With the extreme cold temperatures we're experiencing, we would like to share some thoughts on cold weather hypothermia. Many of you work outside or enjoy outdoor winter sports and recreation, so it's important not to get over exposed in the cold.

Here is a description of Hypothermia according to the Centers For Disease Control And Prevention:

"When exposed to cold temperatures, your body begins to lose heat faster than it can be produced. Prolonged exposure to cold will eventually use up your body’s stored energy. The result is hypothermia, or abnormally low body temperature. Body temperature that is too low affects the brain, making the victim unable to think clearly or move well.

Hypothermia is most likely at very cold temperatures, but it can occur even at cool temperatures (above 40°F) if a person becomes chilled from rain, sweat, or submersion in cold water.

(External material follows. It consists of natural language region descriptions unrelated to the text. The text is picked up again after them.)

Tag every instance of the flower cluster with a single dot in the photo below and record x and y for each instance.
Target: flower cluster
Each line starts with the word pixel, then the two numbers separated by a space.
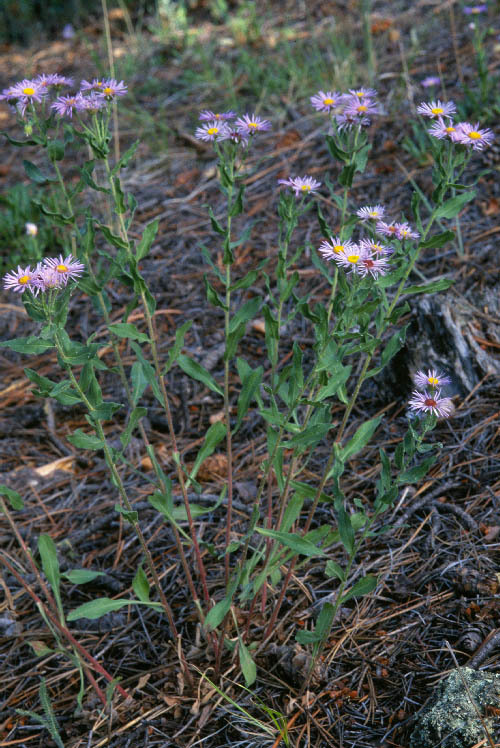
pixel 352 108
pixel 301 185
pixel 462 132
pixel 218 126
pixel 51 272
pixel 368 256
pixel 430 400
pixel 91 96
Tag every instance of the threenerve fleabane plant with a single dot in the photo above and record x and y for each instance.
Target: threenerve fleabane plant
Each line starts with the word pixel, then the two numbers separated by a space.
pixel 366 258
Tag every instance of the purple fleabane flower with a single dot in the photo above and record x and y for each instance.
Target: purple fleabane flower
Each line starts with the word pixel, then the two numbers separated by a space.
pixel 386 229
pixel 404 231
pixel 65 105
pixel 363 93
pixel 91 103
pixel 250 124
pixel 347 120
pixel 433 379
pixel 431 402
pixel 67 268
pixel 53 79
pixel 330 250
pixel 213 131
pixel 301 185
pixel 96 85
pixel 21 279
pixel 472 10
pixel 442 129
pixel 25 92
pixel 356 108
pixel 208 116
pixel 437 109
pixel 352 259
pixel 325 102
pixel 111 88
pixel 473 136
pixel 375 249
pixel 374 266
pixel 371 212
pixel 431 80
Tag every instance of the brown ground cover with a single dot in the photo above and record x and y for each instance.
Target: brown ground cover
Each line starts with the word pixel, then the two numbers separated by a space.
pixel 437 566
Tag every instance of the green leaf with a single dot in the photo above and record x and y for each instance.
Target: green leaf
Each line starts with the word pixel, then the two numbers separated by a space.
pixel 82 576
pixel 13 497
pixel 147 239
pixel 27 345
pixel 214 435
pixel 311 436
pixel 251 380
pixel 85 441
pixel 293 541
pixel 50 564
pixel 362 436
pixel 35 174
pixel 196 371
pixel 97 608
pixel 439 240
pixel 134 419
pixel 248 667
pixel 332 569
pixel 346 530
pixel 237 207
pixel 454 205
pixel 140 585
pixel 128 330
pixel 215 223
pixel 433 287
pixel 362 587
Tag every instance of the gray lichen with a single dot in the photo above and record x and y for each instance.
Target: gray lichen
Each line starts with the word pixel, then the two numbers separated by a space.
pixel 451 721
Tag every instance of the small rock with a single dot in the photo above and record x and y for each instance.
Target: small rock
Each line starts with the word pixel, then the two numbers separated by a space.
pixel 451 721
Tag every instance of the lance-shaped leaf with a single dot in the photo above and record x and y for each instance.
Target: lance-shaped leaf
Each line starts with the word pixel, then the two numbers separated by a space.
pixel 362 436
pixel 198 372
pixel 291 540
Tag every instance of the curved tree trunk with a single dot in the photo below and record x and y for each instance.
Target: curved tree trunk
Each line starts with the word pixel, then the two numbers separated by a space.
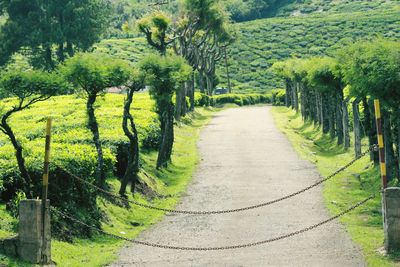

Warnings signs of hypothermia:

Adults:

shivering, exhaustion

confusion, fumbling hands

memory loss, slurred speech

drowsiness

Infants:

bright red, cold skin

very low energy

What to Do

If you notice any of these signs, take the person’s temperature. If it is below 95°, the situation is an emergency—get medical attention immediately.

If medical care is not available, begin warming the person, as follows:

Get the victim into a warm room or shelter.

If the victim has on any wet clothing, remove it.

Warm the center of the body first—chest, neck, head, and groin—using an electric blanket, if available. Or use skin-to-skin contact under loose, dry layers of blankets, clothing, towels, or sheets.

Warm beverages can help increase the body temperature, but do not give alcoholic beverages. Do not try to give beverages to an unconscious person.

Get medical attention as soon as possible."

If you suspect Hypothermia in a person, it is recommended that you call 911. And as always, we remind you to make sure that your pets are not left outside in the cold for long periods.